In December of 2017, Lynwood became one of the first cities in L.A County to embrace commercial marijuana. The decision was thanks in no small part to the efforts of Councilwoman Aide Castro, one of the leading proponents of legal marijuana in the city. Castro claims her own personal experiences with medical cannabis have helped shape her support for drug. But a new investigation by the Los Angeles Times raises questions about a more self-serving motive.
“In February, Castro announced the formation of Candor Collections, a marijuana partnership that markets cannabis to women,” the Times reports.
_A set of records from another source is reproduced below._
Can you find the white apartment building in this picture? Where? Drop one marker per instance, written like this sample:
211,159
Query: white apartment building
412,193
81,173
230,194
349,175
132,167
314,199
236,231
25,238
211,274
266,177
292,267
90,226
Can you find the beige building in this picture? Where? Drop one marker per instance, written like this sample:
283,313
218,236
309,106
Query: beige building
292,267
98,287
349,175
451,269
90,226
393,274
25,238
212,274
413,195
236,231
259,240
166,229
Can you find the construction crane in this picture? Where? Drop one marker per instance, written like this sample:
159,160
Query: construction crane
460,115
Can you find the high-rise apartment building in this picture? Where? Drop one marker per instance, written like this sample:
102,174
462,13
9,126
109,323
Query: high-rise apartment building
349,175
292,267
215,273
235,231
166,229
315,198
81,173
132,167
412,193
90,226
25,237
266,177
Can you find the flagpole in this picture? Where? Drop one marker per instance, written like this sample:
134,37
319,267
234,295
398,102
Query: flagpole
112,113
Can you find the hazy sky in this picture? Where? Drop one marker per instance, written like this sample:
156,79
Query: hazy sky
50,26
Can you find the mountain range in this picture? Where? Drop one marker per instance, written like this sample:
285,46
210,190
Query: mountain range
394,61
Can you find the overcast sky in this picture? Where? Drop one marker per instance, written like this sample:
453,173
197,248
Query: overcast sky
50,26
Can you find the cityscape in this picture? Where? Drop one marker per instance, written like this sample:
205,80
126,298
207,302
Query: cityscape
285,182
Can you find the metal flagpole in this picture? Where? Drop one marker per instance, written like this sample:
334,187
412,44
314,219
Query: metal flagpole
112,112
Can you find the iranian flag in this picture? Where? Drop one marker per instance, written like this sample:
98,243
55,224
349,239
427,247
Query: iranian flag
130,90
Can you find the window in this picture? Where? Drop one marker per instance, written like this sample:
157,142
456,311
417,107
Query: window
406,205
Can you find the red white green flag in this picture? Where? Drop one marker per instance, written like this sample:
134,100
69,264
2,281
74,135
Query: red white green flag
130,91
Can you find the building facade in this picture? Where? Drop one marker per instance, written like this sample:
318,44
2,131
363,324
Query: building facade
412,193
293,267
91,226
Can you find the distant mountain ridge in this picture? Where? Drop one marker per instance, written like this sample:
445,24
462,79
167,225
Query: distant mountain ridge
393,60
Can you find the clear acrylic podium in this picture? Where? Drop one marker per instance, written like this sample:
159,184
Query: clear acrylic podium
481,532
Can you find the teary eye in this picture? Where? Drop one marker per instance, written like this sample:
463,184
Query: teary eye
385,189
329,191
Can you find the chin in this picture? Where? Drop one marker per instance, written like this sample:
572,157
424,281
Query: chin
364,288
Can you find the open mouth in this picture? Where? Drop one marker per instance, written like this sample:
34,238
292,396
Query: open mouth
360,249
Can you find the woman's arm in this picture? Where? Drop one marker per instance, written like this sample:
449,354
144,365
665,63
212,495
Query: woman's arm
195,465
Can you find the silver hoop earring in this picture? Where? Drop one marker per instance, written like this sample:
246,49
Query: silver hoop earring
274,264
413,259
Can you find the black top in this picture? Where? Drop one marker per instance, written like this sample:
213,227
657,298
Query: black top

“In recent years, she has also run her own consulting firm that does work for cannabis businesses, including Weedmaps, one of the nation’s most popular pot advertising platforms. She has never listed Weedmaps or any other clients on her state financial reports.”
Neither of these ventures, which earned Castro millions of dollars, were disclosed on state financial forms until this year. She started recusing herself from marijuana-related votes just prior but reportedly continued to discuss — and sometimes criticize — council votes on marijuana behind the scenes.
According to the Times, Castro also denied that she was paid $10,000 or more for her consulting work, which is threshold for reporting. Weedmaps later confirmed it paid Castro $93,666 in 2017. When confronted, Castro said she was unaware of the disclosure requirement and was now amending her forms. Her consulting work for Weedmaps just happened to coincide with council votes on marijuana delivery businesses and other cannabis policy matters in which Castro took part.
Advocating for commercial marijuana while consulting for cannabis businesses is “clearly unethical,” Political Reform Act co-author Bob Stern told the Times. He couldn’t say whether Castro has broken the law without further information. But “if it’s not against the law, we should change the law,” he said.